Affaire FIGN
Cinq gendarmes relâchés
Des gendarmes ayant participé à la mutinerie des FIGN en 20 mai 2010 (Photo Mamy Mael)
Un adjudant-chef, deux adjudants et deux soldats, ncriminés dans l'affrontement militaire aux FIGN ont été relâchés. Une mesure entrant dans l’application de la Feuille de route.

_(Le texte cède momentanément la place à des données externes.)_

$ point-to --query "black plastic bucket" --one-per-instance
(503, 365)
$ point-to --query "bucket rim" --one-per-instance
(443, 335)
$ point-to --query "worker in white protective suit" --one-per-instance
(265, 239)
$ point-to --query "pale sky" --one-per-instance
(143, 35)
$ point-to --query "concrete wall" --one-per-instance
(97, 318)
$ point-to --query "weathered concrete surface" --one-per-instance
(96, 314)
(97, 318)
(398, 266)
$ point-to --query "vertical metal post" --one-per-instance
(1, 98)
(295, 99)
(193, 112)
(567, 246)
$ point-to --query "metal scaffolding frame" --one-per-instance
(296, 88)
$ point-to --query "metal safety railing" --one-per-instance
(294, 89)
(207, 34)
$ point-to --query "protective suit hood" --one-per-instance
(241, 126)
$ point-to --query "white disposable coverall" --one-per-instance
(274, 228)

Les premiers militaires, incriminés dans l'affrontement militaire qui s'était soldé par trois morts et 15 blessés aux FIGN le 20 mai 2010, ont recouvré la liberté. Ils sont cinq à être relâchés jeudi, après avoir bénéficié d'une mise en liberté provisoire. Mis en détention préventive depuis plus d'un an à la maison de force de Tsiafahy, quatre des prévenus sont sortis de prison dans la soirée vers 20 heures. Placé sous mandat de dépôt à la maison centrale d'Antanimora, le cinquième a, pour sa part, quitté son lieu d'incarcération le même jour, mais un peu plus tôt.

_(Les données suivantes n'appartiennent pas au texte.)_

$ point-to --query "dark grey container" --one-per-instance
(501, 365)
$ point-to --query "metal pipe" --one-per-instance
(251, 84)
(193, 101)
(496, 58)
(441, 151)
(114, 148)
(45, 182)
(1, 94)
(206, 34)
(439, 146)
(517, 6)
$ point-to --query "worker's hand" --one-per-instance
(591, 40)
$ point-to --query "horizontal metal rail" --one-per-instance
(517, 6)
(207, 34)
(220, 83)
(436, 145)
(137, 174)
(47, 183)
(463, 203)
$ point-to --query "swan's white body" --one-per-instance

Les cinq détenus relâchés sont tous des gendarmes. Leur libération intervient dans le cadre de la mise en œuvre de la Feuille de route et découle d'une réunion de la commission interministérielle ad hoc du 19 janvier, portant sur l'amélioration des conditions de mise en détention des militaires poursuivis pour des infractions ou des crimes à caractère politique.

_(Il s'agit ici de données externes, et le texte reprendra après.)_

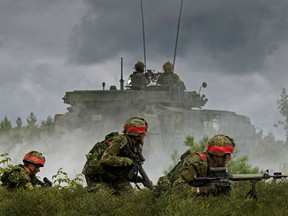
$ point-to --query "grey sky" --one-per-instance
(239, 48)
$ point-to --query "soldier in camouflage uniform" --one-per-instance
(138, 78)
(23, 176)
(108, 170)
(192, 165)
(169, 78)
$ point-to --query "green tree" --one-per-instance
(5, 125)
(19, 123)
(47, 125)
(31, 121)
(282, 104)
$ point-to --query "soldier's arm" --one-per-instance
(110, 156)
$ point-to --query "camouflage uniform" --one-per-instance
(169, 78)
(16, 177)
(138, 78)
(193, 165)
(109, 172)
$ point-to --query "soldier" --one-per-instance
(109, 162)
(192, 165)
(169, 78)
(23, 176)
(138, 78)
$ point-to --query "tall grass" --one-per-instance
(76, 201)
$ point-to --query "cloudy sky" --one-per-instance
(48, 47)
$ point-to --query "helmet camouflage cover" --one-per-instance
(139, 66)
(220, 145)
(34, 157)
(135, 126)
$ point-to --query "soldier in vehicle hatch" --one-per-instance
(169, 78)
(138, 78)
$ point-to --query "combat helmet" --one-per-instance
(139, 66)
(34, 157)
(220, 145)
(168, 67)
(135, 126)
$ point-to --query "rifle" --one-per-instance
(46, 183)
(132, 176)
(219, 175)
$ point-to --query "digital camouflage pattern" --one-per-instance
(220, 145)
(135, 126)
(168, 78)
(16, 177)
(108, 170)
(138, 78)
(138, 81)
(193, 165)
(35, 157)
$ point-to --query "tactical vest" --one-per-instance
(93, 164)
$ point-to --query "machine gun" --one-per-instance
(46, 183)
(219, 175)
(132, 176)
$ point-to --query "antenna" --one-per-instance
(121, 80)
(143, 30)
(177, 34)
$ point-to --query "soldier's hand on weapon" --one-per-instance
(126, 161)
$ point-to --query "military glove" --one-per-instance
(126, 161)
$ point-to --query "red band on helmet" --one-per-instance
(221, 149)
(136, 129)
(36, 160)
(203, 156)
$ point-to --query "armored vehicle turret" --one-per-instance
(171, 111)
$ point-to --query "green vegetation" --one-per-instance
(272, 201)
(25, 132)
(236, 165)
(69, 196)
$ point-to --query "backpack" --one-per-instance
(93, 165)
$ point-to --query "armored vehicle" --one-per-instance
(172, 113)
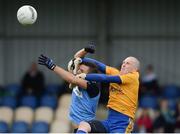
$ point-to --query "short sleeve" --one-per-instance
(128, 78)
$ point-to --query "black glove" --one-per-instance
(43, 60)
(91, 47)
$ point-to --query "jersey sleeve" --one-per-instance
(127, 78)
(93, 89)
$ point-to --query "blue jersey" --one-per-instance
(83, 107)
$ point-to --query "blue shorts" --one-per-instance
(115, 123)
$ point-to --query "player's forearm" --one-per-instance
(81, 53)
(101, 67)
(103, 78)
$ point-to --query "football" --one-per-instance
(27, 15)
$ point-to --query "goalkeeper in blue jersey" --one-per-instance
(85, 94)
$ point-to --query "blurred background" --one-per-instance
(146, 29)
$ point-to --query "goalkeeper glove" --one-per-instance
(43, 60)
(91, 47)
(82, 75)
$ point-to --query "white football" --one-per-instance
(27, 15)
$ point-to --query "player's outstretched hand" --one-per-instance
(43, 60)
(91, 47)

« Certes, il y a l'application de la Feuille de route pour une sortie de crise, mais il ne faut pas oublier que le tribunal ne peut libérer un prévenu lorsque les charges qui pèsent sur lui sont justifiées et les preuves tangibles. Ces cinq gendarmes ont été relâchés faute de charges », a tenu à préciser la ministre de la justice Christine Razanamahasoa.
Des éternels exclus
Selon ses explications, les cinq prévenus à qui une mise en liberté provisoire a été accordée, sont des exécutants qui ont obéi aux ordres malgré eux. Outre cette circonstance atténuante, ils ne peuvent pas être poursuivis comme étant les instigateurs de l'affrontement meurtrier qui a éclaté aux FIGN. Parmi eux figurent un gendarme principal hors classe ou au grade d'adjudant-chef, deux adjudants et un gendarme de deuxième classe, lequel se trouve encore dans les rangs des simples soldats au même titre que le cinquième incriminé.
De source auprès du tribunal, la bonne conduite pendant le séjour carcéral peut être décisive dans une demande de mise en liberté provisoire.
Parmi les cerveaux présumés de l'affaire FIGN, le colonel Raymond Andrianjafy est toujours sous les verrous à la maison de force de Tsiafahy. Il ne figure pas non plus dans la liste de ses coaccusés transférés à l'une ou l'autre maison centrale de Toliara, Ambatolampy, Antsirabe et Arivonimamo, après avoir bénéficié d'une amélioration de condition de mise en détention. Des proches de certains de ces prisonniers indiquent que ces derniers ont été conduits loin de leurs familles.
Comme explication, le général Rasolomanga Rakotonirina, directeur de la sécurité des établissements pénitentiaires, a mis en évidence que c'est l'amélioration des conditions carcérales qui a prévalu lorsque ces décisions de transfert ont été prises.
Le procès de l'affaire FIGN devrait se tenir à la cour criminelle ordinaire du Palais du tribunal à Anosy dans le courant de cette année.